By nature, humans are prone to error. And as our digital world grows, these human errors can be more impactful than ever before – mistakes relating to cybersecurity can have lasting and dire consequences. When employees make these mistakes through malware infections, humans are unfairly viewed as the weakest branch of the decision tree.
About the author
Charles Eagan, Chief Technology Officer at BlackBerry.
But employees are not often provided with the appropriate security solutions, so they resort to well-intentioned workarounds in order keep pace and get the job done. As data continues to flow faster and freer than ever before, it becomes more tempting to just upload that document from your personal laptop, or click on that link, or share that info to your personal email.

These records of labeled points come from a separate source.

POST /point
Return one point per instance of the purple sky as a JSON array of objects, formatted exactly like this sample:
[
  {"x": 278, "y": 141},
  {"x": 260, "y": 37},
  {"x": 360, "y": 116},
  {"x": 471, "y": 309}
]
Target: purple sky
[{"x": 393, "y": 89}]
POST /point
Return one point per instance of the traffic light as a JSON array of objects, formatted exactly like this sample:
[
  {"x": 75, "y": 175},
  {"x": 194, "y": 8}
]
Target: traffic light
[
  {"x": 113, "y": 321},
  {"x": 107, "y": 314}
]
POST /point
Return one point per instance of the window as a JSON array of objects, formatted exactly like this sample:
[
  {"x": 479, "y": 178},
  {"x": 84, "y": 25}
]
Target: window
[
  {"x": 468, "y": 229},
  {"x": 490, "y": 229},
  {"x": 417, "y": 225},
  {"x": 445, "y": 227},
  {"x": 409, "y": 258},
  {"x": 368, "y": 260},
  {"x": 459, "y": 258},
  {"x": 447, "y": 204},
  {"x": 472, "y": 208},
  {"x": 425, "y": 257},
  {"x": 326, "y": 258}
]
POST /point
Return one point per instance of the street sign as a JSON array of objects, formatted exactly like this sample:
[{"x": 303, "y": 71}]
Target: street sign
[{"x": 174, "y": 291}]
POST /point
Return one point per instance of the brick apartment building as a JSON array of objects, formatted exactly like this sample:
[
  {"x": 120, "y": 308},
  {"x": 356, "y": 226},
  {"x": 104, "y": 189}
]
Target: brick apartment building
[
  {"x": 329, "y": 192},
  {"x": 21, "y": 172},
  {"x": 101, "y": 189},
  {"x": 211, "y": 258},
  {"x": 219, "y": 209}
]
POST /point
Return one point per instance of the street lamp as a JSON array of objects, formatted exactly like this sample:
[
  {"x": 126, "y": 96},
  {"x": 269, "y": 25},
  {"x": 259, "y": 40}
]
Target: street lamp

Take, for instance, one of the most common security problems: phishing emails. An employee might follow instructions in a phishing email not only because it looks authentic, but that it conveys some urgency (usually from a manager or someone else of importance). Employee training can help reduce the likelihood of error, but solving the technological shortcoming is more effective: if a phishing email is blocked from delivery in the first place, we can help mitigate the human error factor.
This is where artificial intelligence can be a game-changer. We already use AI to simplify our home lives – we use it to perform a variety of tasks, from turning on lights, to playing our favorite music. But if AI solutions are deployed in the workplace, we can help address the biggest elephant in the IT room: data security.
Data security is a major area of concern, and it’s likely the leading cause for lost hours – and lost sleep – for security and IT professionals. According to a recent survey of over 500 IT professionals in the financial services industry, a whopping 94% said that they lack confidence in the ability of employees, consultants, and partners to safeguard customer data.
And because cybersecurity is a complex domain – with many unknowns and moving parts – the rigid, conventional solutions can’t be effective. However, AI solutions can learn, adapt, and dynamically react to an organisation’s cybersecurity needs.
Not to worry, though – this is a far cry from the sensationalist sci-fi scenes of a robot takeover. Yes, AI can solve complex problems with a level of consistency and speed that’s unmatched by human intelligence. But it can’t replace human intelligence where it’s needed most: we must choose the right problems to solve. Once we identify that, we can start collecting the right data, designing the right solution, and creating the right process for our AI solutions to adapt, learn from feedback, and produce results.
AI can also provide employees with more time to tackle the impactful tasks of the business. Consider the case of phishing emails again: Even if the employee properly deletes that email, they’ve still spent valuable time in security training sessions, and in evaluating that email for potential threats. With an AI-based solution that detects phishing emails before they’re delivered, the employee’s time and efforts can be much better spent.
AI is not about replacing human intelligence; it’s about empowering human intelligence. If we can use AI to do some of the heavy lifting of data security, we can give employees back some valuable time to focus more on what they do best: creative thinking, problem solving, and running the business.
And that’s the best kind of help that we can give them.